Our boys are in crisis. The age-old model of manhood—to be a warrior, a leader, the breadwinner—is disappearing. But nothing is emerging in its place—leaving a void of purpose. From the moment they’re born, our boys are trapped by this outdated construct of masculinity. And, what’s worse, they don’t know how to communicate that they’re trapped because the language they would use has been classified as off limits because its too “girly” or “gay.”
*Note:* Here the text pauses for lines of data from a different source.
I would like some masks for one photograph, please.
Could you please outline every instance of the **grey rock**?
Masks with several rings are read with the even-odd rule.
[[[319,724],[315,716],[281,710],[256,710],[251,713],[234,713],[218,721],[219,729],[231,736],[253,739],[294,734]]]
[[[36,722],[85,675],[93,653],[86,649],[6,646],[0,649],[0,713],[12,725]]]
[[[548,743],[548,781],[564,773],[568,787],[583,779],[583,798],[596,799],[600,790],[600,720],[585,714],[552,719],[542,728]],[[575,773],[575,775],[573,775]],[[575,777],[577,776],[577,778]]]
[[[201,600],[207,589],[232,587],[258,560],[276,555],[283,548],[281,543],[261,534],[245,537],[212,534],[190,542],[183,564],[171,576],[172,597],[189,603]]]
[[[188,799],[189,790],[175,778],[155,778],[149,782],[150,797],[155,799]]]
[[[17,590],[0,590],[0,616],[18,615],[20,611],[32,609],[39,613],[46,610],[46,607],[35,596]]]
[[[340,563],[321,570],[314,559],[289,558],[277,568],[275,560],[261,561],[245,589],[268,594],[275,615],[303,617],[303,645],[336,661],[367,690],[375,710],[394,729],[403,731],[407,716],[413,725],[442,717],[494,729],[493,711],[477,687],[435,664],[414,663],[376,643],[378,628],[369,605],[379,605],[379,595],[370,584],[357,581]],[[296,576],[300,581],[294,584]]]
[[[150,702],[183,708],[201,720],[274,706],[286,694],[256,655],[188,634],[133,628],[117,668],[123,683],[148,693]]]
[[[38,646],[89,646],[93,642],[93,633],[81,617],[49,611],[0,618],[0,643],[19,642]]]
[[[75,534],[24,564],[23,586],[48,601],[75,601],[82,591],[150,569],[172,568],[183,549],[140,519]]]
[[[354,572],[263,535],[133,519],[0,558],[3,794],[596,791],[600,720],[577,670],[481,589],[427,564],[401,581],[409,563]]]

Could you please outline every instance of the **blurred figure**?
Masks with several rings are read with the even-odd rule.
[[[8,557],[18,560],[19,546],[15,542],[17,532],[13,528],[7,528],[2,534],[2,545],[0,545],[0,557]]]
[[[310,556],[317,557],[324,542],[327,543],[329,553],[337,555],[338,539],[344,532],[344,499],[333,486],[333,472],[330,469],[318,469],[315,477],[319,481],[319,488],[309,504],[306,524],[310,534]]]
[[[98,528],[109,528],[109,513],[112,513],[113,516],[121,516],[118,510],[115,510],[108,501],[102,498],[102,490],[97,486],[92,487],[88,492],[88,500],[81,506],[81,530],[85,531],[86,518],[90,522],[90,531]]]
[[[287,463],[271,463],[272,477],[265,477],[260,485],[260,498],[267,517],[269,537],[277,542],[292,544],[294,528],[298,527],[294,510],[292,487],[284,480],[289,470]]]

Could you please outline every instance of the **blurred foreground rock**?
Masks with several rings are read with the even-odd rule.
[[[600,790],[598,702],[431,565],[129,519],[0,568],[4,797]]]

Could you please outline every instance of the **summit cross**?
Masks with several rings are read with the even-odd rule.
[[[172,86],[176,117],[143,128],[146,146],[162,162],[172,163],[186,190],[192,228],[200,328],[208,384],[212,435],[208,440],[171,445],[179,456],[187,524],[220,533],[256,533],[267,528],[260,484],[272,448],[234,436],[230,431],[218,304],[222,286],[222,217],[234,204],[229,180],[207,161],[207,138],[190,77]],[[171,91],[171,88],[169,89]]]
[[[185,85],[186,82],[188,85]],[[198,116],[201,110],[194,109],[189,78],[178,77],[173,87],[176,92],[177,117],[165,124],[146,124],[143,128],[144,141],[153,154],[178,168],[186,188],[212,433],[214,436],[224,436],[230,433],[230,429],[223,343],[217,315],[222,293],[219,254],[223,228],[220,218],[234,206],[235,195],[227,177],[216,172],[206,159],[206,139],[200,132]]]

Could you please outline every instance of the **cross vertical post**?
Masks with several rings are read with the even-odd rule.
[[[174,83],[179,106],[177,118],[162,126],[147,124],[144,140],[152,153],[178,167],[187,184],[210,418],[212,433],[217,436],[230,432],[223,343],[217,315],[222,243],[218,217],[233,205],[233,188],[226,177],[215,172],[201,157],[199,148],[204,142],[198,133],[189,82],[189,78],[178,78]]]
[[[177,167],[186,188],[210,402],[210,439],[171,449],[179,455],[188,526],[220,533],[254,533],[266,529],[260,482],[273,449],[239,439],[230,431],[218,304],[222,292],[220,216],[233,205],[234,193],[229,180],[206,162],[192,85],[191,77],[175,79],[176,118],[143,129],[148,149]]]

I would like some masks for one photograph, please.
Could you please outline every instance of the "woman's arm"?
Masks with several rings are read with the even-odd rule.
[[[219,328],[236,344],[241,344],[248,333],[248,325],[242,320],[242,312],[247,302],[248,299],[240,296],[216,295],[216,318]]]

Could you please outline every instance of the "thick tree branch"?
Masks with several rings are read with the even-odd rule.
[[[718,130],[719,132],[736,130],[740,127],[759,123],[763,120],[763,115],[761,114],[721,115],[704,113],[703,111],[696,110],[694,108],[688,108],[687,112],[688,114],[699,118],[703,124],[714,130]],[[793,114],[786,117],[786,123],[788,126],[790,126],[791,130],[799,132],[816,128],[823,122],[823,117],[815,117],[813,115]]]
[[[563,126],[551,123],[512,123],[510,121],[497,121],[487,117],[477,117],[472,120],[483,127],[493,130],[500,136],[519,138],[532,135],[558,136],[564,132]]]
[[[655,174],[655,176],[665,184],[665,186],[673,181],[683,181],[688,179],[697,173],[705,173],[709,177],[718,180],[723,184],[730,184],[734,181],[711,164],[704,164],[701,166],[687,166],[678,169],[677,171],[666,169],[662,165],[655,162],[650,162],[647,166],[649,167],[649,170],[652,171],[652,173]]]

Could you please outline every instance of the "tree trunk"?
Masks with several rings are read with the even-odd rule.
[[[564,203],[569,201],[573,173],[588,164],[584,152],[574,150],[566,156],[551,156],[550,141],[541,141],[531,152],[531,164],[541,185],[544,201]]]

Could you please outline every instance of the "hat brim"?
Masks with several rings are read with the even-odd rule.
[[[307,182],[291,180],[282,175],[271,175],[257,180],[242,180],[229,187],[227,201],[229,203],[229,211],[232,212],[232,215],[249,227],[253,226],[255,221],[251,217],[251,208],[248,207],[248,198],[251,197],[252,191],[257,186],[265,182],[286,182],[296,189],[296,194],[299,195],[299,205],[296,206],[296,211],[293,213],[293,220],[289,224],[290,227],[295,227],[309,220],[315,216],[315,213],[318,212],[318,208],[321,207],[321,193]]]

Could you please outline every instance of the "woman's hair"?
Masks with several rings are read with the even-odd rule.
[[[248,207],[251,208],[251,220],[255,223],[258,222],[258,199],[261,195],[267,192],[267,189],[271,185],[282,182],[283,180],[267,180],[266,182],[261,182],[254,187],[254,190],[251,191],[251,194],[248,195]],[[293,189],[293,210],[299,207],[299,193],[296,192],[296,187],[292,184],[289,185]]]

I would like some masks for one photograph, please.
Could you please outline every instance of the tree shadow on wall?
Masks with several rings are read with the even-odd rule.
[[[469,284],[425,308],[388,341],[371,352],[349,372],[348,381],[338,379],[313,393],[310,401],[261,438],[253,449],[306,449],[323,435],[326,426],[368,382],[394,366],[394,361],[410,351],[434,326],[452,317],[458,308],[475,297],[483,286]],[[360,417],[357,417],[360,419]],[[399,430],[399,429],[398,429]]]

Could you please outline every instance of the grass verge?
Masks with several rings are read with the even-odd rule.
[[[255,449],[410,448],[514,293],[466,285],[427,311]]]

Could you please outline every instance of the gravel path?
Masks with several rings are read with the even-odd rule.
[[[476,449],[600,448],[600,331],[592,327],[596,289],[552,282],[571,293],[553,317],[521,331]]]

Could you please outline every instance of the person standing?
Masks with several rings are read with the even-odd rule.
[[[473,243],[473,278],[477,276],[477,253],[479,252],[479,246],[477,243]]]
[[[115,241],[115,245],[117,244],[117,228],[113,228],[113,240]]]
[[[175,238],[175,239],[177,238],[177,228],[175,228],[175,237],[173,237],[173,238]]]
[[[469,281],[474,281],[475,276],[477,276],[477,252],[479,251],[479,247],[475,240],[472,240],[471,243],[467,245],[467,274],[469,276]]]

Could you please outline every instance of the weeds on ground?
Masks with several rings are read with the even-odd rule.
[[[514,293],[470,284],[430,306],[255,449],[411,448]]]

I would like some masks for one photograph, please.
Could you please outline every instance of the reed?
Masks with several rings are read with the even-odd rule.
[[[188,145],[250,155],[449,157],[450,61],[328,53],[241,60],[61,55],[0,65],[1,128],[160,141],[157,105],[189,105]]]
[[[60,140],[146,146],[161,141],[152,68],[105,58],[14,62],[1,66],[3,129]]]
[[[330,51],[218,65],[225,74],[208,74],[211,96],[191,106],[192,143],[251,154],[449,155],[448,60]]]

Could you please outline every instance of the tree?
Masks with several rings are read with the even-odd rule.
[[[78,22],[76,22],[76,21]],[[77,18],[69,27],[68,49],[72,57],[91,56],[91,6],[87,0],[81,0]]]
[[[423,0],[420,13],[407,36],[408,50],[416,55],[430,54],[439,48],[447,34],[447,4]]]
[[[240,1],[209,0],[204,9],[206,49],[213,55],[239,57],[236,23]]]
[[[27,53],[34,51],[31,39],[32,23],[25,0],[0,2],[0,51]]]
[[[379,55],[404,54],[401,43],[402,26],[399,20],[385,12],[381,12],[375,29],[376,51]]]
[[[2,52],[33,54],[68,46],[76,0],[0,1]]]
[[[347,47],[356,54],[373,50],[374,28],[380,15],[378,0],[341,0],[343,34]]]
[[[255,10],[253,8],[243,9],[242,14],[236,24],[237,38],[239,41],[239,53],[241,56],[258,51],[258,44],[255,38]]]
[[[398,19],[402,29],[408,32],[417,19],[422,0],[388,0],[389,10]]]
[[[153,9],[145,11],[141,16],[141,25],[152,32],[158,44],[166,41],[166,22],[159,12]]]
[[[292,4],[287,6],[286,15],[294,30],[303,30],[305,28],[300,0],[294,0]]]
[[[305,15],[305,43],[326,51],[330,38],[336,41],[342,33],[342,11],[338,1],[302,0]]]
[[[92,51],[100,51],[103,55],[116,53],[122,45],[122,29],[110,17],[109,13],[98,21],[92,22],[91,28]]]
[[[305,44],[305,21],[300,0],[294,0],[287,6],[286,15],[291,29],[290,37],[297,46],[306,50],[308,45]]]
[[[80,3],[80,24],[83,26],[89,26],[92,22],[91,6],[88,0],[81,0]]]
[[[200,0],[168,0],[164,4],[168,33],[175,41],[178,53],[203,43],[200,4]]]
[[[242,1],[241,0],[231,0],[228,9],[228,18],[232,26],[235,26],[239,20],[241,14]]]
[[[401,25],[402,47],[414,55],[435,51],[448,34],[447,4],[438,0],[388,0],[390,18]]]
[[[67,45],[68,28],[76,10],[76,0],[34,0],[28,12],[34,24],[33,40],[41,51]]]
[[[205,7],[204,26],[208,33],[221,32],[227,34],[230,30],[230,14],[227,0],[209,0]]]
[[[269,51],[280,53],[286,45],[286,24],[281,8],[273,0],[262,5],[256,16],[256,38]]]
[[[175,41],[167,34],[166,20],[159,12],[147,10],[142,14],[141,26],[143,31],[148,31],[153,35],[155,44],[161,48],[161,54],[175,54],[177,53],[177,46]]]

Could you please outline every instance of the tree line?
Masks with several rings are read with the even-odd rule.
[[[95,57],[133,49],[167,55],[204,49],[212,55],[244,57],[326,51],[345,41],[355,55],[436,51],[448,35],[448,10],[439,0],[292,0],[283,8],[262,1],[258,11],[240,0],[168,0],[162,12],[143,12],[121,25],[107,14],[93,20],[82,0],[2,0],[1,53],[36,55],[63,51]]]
I made BALLOON for my nephew—who at twelve I see already trying to reconcile who he is with what our culture expects of the masculine. I made it for my brothers whom I watched growing up, constrained by the same prison I found myself in. I also made it for the women in my life—some of whom collaborated on this project with me. They have too long had to stomach the toxicity of our culture’s dated concept of masculinity. But it’s also for me—for the boy I was who felt so isolated, unwelcome, and unloved. With BALLOON I give him the super powers he always wanted, and hopefully hint at the kind of hero I hope he still can become.